Mark: Good. So what kind of symptoms would someone have other than just pain? Like how do you hurt your wrist? I can see fingers, all kinds of things, but your wrist, rock climbing.
Wil: Yeah. So, so the symptoms would be other than pain, would be like some swelling, obviously like you're saying, and then some loss in range, but also with this kind of injury, you can get some clicking in the wrist. So what I'm thinking more specifically is when you have the type of injury where you say, if you're rock climbing and bouldering, and you basically fall down and then you land with your hand outstretched and wrist extended kind of thing, to try and soften the blow of the fall. Then that can cause a strain into your cartilage and this side of your wrist, which is called the ulnar side.

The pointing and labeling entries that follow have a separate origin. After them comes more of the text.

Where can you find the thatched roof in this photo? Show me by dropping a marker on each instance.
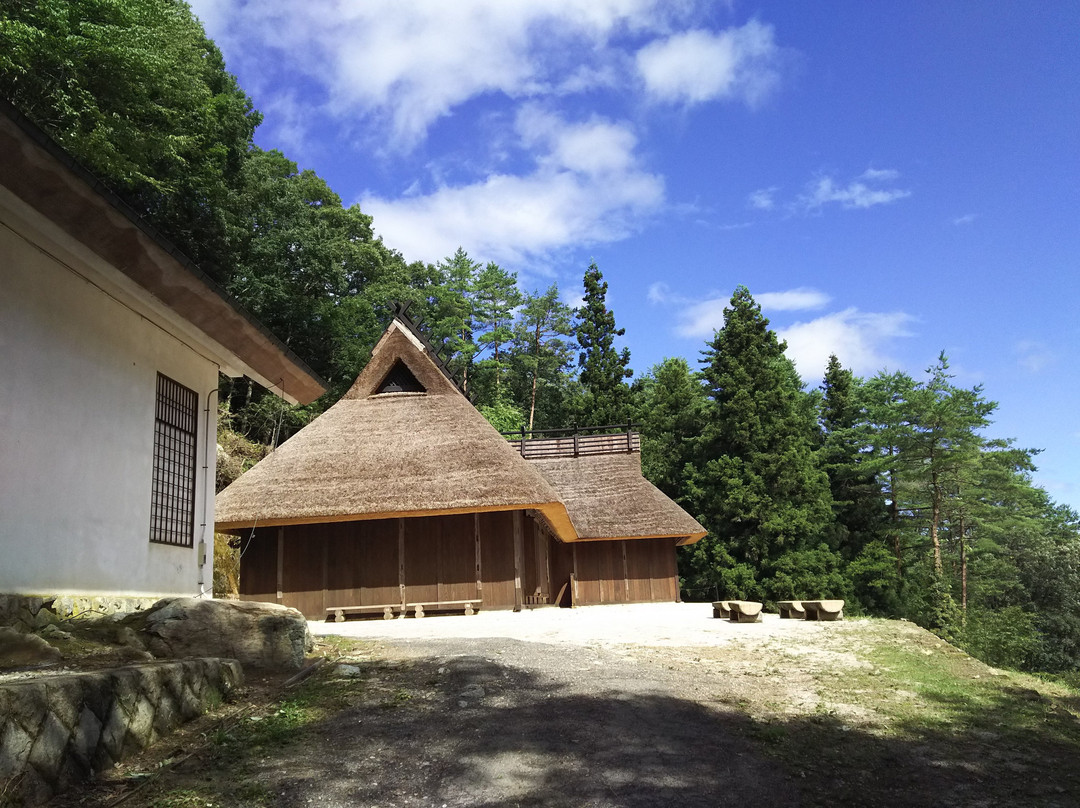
(377, 455)
(608, 498)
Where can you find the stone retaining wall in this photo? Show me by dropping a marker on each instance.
(58, 730)
(31, 613)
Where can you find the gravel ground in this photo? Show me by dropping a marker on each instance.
(650, 623)
(657, 704)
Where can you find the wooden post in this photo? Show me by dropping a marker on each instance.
(480, 576)
(401, 561)
(326, 552)
(281, 564)
(625, 569)
(574, 580)
(518, 557)
(540, 546)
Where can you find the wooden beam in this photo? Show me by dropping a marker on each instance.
(401, 562)
(518, 557)
(281, 564)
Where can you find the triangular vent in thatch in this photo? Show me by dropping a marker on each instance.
(375, 455)
(400, 380)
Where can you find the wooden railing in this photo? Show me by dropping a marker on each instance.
(576, 442)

And so that cartilage, that whole area is called the triangular fibrocartilage complex, TFCC for short. And so basically the reason why it's called that is because there's the cartilage and then you also have ligaments in your capsule in through there. And so it's a complex in the fact that they all work together to stabilize that area of the wrist.
And so in rope climbing or league climbing, or more specifically like what's called traditional climbing, you're doing a lot of crack climbing and hand jamming. You basically have over rotated wrists. So you can either basically over-pronate is what it's called, where you turn it that way and you jam it in a rock. And then you're like basically trying to hang all your weight off the wrist. So you can now imagine all the forces that are basically being put on the wrist in that motion. And then also the twisting where we may try and just do anything to hang on. So you can see how the wrist can also be injured in that area.

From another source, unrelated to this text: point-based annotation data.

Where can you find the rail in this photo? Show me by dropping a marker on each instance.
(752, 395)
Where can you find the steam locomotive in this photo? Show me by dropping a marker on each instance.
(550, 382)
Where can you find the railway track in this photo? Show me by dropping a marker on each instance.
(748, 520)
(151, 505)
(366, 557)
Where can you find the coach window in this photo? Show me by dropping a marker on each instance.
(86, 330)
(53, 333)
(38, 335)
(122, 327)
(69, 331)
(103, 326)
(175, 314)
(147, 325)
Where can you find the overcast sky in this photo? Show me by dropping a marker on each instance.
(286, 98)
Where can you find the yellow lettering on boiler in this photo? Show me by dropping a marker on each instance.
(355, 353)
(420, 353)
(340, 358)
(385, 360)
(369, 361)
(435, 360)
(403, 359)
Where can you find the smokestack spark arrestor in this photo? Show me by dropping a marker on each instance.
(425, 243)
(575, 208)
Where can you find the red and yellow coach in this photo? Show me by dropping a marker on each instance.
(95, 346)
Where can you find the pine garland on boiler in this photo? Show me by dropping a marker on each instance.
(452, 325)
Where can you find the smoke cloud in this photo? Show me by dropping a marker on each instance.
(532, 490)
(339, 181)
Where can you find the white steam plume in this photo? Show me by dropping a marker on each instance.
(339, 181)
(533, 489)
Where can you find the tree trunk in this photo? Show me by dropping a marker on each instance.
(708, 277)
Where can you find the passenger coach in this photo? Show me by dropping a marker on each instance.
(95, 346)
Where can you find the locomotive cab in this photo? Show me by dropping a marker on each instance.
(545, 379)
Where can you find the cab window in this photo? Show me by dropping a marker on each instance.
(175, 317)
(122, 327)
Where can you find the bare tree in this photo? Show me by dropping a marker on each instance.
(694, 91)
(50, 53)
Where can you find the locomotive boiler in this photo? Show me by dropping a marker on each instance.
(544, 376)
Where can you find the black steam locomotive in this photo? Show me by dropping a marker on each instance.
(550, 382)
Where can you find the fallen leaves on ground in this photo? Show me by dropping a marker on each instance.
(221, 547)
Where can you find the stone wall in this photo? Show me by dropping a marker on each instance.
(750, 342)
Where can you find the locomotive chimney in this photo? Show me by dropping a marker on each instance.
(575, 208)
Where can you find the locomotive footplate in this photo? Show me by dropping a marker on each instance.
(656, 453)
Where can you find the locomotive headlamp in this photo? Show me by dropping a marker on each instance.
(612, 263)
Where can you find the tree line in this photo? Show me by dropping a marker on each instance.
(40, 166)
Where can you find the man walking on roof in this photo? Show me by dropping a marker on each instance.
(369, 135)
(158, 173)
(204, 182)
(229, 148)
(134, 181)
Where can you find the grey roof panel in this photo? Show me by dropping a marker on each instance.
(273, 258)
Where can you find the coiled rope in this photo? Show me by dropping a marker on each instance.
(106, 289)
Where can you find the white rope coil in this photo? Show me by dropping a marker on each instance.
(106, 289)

So those are very common ways of doing. And the other way is also when you're climbing, whether it's on a rope or bouldering or whatnot, and you're trying to like push up to a really hard move. And you're now once again, you're kind of pushing off and extending your wrist and putting pressure through that palm and that's called a mantling move. So you're just essentially trying to like push off this way and now you're super extended.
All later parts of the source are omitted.